Form your own work. We’ve come to realise that, as obvious and clichéd as it sounds, we should find our own ways of working and developing as researchers. Those ways are not the same for the three of us, they likely differ with some of the endless “five best tips for a PhD” lists, and they are not the exact same ways in which our supervisors and instructors did their PhDs. External guidance is invaluable, and tips are definitely worth trying out, but in the end, both can just be other people’s opinions on their best ways of working. We need to iterate our best ways by ourselves. They are as valid as others’, and we should not be afraid to apply them. In the best case, we won’t disappoint ourselves by overthinking our pace of progress, but we find ourselves having fun.
This text is based on personal experiences and extensive discussions between three doctoral candidates of the Water and Development Research group, as well as their discussions with colleagues and other acquaintances.
My research focuses on reducing the spread of waterborne diseases among the most vulnerable communities in low- and middle-income countries; currently, I’m looking at diarrhea prevalence and household services in Brazil. I’m doing a PhD because I find personal meaning in doing research, and I’m also hoping to refine the way I think and to broaden my skill set.
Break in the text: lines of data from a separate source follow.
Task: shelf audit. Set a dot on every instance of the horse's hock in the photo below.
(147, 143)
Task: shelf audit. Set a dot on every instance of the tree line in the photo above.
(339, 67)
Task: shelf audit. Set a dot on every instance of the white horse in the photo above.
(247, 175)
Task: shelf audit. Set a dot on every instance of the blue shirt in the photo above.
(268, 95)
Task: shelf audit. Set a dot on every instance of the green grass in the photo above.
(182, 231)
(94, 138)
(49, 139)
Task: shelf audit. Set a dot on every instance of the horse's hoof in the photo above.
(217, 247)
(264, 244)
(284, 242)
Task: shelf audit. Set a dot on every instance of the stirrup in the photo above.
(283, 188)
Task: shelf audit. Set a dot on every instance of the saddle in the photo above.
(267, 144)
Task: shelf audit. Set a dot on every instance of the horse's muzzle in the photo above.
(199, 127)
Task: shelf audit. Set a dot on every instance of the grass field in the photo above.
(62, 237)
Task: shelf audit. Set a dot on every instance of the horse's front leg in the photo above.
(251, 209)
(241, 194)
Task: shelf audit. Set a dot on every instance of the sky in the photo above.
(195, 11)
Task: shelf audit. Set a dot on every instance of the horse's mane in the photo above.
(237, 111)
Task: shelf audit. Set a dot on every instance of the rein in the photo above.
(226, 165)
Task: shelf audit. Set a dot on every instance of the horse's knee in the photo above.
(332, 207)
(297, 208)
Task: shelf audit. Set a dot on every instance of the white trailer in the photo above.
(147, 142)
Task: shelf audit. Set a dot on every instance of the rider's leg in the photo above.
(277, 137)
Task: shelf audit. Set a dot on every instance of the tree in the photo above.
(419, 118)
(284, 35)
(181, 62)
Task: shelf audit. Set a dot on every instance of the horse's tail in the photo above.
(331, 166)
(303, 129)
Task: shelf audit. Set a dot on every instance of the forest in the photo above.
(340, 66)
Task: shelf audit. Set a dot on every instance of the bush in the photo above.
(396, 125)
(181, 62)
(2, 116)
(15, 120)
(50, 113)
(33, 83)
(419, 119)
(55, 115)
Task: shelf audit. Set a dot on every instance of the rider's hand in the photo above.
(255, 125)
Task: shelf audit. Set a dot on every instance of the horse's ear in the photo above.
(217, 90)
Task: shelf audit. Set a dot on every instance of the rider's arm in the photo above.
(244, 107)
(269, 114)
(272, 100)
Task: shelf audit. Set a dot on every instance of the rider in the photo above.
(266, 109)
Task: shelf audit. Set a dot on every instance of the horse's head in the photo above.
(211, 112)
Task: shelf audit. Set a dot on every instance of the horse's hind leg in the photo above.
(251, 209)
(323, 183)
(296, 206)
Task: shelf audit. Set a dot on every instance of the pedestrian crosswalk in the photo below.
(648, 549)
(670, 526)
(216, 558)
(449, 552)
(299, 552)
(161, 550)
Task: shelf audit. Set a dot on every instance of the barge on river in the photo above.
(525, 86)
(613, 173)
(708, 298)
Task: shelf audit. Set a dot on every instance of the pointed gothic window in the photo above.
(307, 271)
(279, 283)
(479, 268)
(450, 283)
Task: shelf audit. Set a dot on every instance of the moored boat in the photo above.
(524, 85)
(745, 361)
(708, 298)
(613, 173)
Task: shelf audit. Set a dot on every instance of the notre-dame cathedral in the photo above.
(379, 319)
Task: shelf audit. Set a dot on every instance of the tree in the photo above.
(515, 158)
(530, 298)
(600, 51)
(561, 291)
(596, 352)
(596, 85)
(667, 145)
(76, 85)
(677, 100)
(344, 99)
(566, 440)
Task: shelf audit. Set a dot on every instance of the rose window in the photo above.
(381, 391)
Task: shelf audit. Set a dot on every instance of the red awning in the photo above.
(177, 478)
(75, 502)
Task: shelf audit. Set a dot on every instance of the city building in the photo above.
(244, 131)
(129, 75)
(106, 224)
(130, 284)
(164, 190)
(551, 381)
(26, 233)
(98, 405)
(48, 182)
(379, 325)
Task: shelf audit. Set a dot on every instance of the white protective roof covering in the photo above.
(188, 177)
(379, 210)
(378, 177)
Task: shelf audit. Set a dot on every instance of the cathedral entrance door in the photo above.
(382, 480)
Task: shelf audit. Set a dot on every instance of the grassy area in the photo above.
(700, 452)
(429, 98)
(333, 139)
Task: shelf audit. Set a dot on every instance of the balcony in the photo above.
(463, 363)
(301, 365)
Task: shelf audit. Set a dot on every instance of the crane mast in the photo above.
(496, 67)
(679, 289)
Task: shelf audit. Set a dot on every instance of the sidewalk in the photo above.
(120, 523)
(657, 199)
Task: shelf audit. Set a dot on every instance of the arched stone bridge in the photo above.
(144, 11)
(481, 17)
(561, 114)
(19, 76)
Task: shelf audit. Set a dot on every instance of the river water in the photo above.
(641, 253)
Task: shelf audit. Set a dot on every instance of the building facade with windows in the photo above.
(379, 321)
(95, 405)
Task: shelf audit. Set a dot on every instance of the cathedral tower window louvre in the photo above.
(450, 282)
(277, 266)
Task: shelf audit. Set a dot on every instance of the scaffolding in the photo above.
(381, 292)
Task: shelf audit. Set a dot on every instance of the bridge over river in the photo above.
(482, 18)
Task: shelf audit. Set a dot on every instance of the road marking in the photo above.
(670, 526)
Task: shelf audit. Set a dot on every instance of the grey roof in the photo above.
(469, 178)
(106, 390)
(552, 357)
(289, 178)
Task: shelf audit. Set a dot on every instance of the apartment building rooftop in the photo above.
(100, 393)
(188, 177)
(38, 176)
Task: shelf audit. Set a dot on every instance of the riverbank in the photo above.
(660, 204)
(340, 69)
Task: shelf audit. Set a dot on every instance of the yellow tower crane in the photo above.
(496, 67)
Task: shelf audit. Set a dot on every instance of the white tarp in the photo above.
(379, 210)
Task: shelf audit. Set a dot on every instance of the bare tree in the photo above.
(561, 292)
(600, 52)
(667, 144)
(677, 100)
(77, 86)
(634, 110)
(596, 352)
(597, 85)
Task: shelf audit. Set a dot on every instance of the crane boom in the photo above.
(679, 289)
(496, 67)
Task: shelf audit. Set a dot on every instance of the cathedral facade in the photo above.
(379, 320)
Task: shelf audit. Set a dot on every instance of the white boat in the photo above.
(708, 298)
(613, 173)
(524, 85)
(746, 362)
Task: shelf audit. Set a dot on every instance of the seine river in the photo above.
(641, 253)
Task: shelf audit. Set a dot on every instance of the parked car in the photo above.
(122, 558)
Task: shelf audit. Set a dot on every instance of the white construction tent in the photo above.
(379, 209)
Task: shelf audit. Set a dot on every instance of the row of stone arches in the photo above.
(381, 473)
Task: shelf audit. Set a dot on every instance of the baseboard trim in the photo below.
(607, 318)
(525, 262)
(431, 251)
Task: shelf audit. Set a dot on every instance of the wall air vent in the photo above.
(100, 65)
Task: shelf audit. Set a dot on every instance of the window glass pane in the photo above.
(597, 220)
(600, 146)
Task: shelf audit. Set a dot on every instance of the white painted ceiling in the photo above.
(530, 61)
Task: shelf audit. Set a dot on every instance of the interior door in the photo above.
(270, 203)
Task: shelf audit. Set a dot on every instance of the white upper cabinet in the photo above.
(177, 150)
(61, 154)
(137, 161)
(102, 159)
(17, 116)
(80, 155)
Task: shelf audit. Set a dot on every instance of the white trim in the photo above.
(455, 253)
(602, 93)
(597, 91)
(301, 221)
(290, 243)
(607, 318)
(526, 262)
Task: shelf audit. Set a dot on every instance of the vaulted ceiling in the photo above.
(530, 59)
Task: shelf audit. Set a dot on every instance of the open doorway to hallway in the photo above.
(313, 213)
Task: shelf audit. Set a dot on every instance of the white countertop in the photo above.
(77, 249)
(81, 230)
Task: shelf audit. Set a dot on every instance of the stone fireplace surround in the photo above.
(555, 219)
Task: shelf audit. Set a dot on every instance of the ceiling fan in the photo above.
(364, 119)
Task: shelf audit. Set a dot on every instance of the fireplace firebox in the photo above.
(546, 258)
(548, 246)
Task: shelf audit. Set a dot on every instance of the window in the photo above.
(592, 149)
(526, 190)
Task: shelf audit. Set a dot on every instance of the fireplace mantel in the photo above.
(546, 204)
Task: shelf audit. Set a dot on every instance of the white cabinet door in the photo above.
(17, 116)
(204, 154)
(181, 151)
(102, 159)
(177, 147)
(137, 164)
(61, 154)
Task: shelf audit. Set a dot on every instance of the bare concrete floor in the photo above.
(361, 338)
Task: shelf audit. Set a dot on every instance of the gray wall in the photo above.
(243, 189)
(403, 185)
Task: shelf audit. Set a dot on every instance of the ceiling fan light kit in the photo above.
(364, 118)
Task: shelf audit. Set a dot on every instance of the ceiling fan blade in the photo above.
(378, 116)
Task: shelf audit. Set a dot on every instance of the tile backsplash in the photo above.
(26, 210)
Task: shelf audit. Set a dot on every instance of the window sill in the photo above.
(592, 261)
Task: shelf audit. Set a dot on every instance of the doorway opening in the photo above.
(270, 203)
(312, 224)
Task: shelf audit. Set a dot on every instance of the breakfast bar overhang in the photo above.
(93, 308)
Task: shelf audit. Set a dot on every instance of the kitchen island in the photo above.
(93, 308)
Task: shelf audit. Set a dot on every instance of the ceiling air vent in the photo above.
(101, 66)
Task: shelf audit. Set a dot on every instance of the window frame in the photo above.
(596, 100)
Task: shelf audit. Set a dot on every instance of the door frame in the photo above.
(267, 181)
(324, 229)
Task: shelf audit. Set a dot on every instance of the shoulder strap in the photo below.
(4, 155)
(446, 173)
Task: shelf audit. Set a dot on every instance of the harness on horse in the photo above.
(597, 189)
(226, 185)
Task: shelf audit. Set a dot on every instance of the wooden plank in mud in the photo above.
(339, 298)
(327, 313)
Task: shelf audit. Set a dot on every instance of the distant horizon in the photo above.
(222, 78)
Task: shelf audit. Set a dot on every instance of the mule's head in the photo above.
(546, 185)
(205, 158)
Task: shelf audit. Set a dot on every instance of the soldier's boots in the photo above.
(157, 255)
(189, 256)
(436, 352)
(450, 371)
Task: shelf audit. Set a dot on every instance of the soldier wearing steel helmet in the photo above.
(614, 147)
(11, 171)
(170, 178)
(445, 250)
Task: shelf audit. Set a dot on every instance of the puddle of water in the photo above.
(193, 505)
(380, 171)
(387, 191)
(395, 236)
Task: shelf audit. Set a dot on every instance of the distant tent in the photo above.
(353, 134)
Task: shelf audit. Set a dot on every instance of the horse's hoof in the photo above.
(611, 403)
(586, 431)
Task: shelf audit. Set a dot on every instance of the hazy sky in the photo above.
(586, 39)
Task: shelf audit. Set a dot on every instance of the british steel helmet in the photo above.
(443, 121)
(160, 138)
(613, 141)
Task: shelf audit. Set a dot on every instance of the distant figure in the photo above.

My background is in agricultural economics. Now I’m mapping the extent of sustainable and unsustainable livestock production, looking especially at grasslands. The aim of the work is to help develop a more environmentally sustainable global food production system. I’m doing a PhD to improve my analytical skills and thinking, as well as to try flying with my own wings a little.
In my research, I’m aiming to define the local-scale safe operating spaces of future food production systems by downscaling the Planetary Boundaries that demarcate the biophysical limits of the Earth system. I’m doing a PhD because I like in-depth theorising and contemplating on different topics – and it won’t surely be a disadvantage to learn something about research.